Here's how to tell if your cheese is safe or if it should be put out to pasture:

  1. Sniff it out: "When you purchase a new cheese, especially if it's a stinky one, talk to your cheese monger and make sure the way it smells is normal," says Katie Cavuto, MS, RD. "Then, you can use that smell as a baseline to evaluate the freshness of your cheese going forward."
  2. Know what's normal: Mold on cheese isn't necessarily a problem. In fact, mold is intentionally added to many cheeses as part of the ripening process.

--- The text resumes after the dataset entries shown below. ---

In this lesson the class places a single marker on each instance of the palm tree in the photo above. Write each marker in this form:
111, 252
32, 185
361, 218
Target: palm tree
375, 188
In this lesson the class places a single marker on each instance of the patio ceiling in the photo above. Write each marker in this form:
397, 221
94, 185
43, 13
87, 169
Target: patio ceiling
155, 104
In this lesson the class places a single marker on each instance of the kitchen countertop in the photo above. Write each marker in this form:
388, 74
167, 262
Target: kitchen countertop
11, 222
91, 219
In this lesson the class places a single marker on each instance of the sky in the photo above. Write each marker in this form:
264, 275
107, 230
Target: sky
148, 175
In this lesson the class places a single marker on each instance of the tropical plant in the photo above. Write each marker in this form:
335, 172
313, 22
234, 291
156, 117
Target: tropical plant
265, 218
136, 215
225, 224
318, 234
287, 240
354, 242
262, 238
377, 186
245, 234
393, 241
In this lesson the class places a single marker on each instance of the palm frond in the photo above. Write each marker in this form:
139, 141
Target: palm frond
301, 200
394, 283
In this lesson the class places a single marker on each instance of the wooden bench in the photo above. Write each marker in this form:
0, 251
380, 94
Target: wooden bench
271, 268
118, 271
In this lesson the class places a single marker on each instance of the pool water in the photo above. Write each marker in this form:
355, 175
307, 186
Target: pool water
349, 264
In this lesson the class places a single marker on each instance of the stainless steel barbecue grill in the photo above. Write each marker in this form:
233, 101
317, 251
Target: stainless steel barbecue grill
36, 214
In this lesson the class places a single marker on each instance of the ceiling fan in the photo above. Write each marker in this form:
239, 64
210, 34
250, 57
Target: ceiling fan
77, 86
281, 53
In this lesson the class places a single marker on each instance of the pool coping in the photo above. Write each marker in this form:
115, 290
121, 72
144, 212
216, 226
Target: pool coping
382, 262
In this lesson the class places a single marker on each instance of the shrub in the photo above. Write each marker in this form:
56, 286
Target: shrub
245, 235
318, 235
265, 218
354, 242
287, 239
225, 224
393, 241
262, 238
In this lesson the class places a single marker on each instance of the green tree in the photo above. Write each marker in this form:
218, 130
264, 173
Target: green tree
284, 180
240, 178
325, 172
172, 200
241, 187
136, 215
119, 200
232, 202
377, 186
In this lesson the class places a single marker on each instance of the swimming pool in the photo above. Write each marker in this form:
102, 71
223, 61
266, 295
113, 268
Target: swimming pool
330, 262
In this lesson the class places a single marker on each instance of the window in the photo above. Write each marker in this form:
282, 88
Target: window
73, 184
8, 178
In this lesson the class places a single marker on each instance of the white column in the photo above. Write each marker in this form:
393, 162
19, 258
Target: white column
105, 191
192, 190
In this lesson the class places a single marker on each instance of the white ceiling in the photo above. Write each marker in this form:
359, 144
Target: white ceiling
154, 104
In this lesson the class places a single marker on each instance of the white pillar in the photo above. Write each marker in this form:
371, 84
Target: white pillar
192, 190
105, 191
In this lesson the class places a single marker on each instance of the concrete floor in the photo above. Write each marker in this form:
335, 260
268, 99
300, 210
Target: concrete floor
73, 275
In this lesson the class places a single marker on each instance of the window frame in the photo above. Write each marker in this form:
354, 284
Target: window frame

For instance, Penicillium roqueforti gives way to the tasty blue veins in Gorgonzola, Roquefort and Stilton while Penicillium camemberti is used to ripen creamy Brie and Camembert.
  3. Trim it: While mold that's added to cheese during ripening isn't a concern, mold that grows on the exterior can be a sign that it's not 100-percent safe to eat.  However, in hard cheeses, that doesn't necessarily mean you have to toss it, as it's unlikely to have permeated the entire cheese. "If you see mold on the outside of hard cheese like Parmesan or Cheddar, cut away at least one inch of the cheese around and below the mold to salvage the cheese," says Michelle Dudash, RDN. Soft cheeses like ricotta, cream cheese, goat cheese or shredded cheese are a different story. Mold can penetrate these soft cheeses quickly, so it's best to throw them out if you spot any mold whatsoever.
  4. Store it safely: Properly choosing and storing cheese can help keep it fresh and free from spoilage. When selecting cheese, make sure its texture is smooth, it has no cracks or mold and that it's not hardened or yellowing. At home, refrigerate it promptly at temperatures between 34°F and 38°F. Before you do, make sure the cheese is wrapped tightly in plastic wrap to protect it from mold spores that may live in your refrigerator.
  5. Know when to say when: Shelf lives vary from cheese to cheese. Once opened, hard cheeses like cheddar and Swiss will stay fresh for up to six months in your fridge, while softer varieties like ricotta, Brie and Bel Paese will hold up for about a week.